With a trajectory of more than 20 years, Carlos Amorales represents the Pavilion of Mexico with the work Life in the folds. For this project, Amorales’ contribution to the 57th Venice Biennale, takes its name from a book by the poet Henri Michaux, published in 1949, in which a narrative voice explores different ways of confronting the suffering that surrounds it.
Amorales raises the question on how to express the unheard complex causes and consequences of today’s crisis. To answer this, he creates an installation that unfolds into a total work of art where the different disciplines that converge in his the artistic practice—visual arts, graphic design, animation, cinema, music, literature, poetry, and performance—intersect consequently with one another.
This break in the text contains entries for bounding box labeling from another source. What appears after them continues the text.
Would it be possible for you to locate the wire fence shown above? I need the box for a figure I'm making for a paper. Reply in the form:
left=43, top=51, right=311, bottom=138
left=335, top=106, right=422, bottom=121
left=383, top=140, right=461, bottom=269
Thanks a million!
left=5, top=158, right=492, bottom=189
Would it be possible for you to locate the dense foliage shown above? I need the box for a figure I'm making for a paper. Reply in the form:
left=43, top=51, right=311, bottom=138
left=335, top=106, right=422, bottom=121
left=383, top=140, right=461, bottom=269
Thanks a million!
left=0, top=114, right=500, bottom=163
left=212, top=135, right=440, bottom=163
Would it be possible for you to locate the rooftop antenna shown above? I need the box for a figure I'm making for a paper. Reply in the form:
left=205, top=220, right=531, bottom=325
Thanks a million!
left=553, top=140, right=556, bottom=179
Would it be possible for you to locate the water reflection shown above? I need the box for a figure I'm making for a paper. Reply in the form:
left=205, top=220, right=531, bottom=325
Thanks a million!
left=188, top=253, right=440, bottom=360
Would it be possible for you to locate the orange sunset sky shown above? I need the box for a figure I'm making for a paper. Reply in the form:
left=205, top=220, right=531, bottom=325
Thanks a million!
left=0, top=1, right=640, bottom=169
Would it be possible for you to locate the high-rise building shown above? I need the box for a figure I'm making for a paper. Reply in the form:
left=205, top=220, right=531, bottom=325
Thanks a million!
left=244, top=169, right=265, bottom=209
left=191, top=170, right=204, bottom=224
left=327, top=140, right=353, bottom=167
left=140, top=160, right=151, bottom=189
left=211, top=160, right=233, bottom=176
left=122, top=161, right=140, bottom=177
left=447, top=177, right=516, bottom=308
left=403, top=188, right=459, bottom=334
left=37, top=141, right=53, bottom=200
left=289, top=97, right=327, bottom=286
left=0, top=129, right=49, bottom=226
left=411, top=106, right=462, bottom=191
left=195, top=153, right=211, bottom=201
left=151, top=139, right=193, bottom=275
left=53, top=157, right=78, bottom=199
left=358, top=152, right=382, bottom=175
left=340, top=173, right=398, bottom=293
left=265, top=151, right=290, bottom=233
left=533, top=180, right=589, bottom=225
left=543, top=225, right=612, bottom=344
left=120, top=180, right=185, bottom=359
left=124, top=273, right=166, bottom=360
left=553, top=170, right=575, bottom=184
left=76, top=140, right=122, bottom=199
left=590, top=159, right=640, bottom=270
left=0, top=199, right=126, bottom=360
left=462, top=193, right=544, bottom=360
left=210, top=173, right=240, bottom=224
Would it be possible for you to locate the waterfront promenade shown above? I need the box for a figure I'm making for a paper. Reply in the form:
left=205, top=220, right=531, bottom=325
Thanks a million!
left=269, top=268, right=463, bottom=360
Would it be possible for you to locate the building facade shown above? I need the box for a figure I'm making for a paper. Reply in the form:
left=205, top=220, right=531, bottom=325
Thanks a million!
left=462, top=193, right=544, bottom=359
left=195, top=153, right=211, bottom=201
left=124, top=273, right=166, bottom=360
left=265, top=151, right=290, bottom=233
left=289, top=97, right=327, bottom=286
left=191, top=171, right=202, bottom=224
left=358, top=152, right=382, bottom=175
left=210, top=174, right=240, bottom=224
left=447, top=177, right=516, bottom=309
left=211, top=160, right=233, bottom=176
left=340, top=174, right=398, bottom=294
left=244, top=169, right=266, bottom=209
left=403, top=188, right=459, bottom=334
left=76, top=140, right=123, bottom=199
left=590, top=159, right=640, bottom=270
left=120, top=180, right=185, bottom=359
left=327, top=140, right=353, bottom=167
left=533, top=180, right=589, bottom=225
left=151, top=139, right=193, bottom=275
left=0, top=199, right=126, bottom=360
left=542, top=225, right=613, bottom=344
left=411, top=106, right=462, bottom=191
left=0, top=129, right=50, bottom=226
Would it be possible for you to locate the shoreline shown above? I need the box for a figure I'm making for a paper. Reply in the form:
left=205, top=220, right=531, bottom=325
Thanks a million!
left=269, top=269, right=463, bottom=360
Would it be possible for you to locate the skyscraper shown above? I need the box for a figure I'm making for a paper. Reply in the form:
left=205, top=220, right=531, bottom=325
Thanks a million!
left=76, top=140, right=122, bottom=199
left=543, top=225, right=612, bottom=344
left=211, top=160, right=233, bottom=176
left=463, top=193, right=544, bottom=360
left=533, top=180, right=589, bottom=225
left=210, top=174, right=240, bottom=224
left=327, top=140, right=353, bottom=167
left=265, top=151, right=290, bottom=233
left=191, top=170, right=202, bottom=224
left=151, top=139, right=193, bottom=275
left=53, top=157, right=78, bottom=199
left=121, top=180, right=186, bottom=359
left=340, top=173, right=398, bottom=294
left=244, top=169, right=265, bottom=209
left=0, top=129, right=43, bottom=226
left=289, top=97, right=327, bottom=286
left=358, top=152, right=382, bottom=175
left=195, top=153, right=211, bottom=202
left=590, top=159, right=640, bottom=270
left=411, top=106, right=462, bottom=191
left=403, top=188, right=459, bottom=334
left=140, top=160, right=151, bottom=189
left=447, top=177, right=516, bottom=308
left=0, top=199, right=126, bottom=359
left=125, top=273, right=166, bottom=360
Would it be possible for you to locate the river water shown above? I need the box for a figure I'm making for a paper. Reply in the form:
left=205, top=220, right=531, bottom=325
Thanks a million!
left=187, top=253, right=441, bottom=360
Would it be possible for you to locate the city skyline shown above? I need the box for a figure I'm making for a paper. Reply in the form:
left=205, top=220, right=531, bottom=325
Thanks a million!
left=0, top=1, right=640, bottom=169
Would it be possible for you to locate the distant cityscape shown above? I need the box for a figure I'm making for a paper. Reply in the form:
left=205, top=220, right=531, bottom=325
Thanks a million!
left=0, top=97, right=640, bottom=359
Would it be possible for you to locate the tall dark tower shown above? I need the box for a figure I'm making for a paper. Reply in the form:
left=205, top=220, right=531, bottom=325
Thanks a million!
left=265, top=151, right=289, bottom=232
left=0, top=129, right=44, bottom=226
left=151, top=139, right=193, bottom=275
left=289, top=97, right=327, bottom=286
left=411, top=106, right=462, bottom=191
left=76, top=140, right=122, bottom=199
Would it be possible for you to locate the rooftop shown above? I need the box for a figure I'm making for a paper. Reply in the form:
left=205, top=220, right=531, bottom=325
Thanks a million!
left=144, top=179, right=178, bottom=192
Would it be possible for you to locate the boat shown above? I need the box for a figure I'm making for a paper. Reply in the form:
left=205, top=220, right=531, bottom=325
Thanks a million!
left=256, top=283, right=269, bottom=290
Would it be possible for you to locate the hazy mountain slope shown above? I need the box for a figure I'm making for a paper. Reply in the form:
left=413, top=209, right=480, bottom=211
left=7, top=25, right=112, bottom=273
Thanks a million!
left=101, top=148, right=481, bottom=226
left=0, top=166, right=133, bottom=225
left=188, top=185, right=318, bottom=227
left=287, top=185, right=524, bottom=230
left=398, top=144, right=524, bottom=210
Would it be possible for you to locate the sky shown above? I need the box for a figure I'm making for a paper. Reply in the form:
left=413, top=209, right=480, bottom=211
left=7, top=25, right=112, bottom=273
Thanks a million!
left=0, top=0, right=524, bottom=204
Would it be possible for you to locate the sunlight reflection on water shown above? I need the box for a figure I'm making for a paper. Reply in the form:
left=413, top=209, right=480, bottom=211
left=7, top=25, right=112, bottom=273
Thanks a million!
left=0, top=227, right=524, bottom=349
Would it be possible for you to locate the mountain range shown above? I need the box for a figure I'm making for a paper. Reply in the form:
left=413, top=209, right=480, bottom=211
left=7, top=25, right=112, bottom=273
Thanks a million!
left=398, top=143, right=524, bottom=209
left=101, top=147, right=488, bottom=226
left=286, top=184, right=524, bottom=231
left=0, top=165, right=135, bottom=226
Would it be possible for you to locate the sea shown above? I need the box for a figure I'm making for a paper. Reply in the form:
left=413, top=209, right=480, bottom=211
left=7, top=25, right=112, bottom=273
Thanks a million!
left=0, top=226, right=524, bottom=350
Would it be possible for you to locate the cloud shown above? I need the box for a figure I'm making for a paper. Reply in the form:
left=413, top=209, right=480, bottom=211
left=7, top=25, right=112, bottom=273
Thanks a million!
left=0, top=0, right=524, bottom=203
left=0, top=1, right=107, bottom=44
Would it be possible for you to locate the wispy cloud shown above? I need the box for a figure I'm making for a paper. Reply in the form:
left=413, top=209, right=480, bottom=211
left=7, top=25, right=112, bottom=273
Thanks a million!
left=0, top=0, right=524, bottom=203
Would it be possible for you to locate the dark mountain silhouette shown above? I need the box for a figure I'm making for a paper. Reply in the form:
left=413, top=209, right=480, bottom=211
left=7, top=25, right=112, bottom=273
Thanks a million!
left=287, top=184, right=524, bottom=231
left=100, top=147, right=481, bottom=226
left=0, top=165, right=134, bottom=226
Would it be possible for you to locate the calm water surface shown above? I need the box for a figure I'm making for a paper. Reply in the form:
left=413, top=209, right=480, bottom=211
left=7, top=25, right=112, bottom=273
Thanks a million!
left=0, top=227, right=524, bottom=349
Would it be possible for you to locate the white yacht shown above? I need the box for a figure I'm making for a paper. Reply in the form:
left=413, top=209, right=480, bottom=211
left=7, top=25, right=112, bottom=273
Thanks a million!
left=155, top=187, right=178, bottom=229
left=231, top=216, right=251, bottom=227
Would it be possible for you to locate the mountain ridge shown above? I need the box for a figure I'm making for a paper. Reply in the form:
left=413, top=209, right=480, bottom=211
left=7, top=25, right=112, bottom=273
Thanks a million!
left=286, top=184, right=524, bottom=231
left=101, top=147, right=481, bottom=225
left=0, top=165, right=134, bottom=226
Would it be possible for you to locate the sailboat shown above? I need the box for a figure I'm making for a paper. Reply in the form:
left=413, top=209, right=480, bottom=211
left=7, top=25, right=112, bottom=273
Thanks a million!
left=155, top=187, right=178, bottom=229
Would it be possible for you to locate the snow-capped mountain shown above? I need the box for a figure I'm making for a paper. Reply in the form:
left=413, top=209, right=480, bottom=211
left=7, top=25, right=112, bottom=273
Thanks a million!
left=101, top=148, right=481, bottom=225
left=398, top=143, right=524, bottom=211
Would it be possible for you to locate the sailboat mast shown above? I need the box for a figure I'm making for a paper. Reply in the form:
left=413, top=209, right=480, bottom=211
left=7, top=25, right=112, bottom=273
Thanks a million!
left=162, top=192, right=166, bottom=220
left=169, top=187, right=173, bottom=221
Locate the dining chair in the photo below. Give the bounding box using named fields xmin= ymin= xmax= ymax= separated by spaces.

In Life in the folds, the artist cyphers language and then opens it up to narrate the story of a lynching of a migrant family. Blurring any clear moral understanding of the practice of justice, Amorales is able to speak out and express freely through an artistic strategy his explorations: the dark side of humanity and the coexistence of good and evil, not as moral dogmas but as conditions of vital intensity. By generating friction and by creating tensions, he modifies language and its parameters, creating an anarchy from which a new understanding of life can emerge.
At a Biennale with the title VIVA ARTE VIVA, which celebrates the ability of art to embrace life and confront the circumstances of a world full of conflicts, Carlos Amorales’ Life in the folds creates new vocabularies, languages, settings, and sounds through which life can reinvent itself.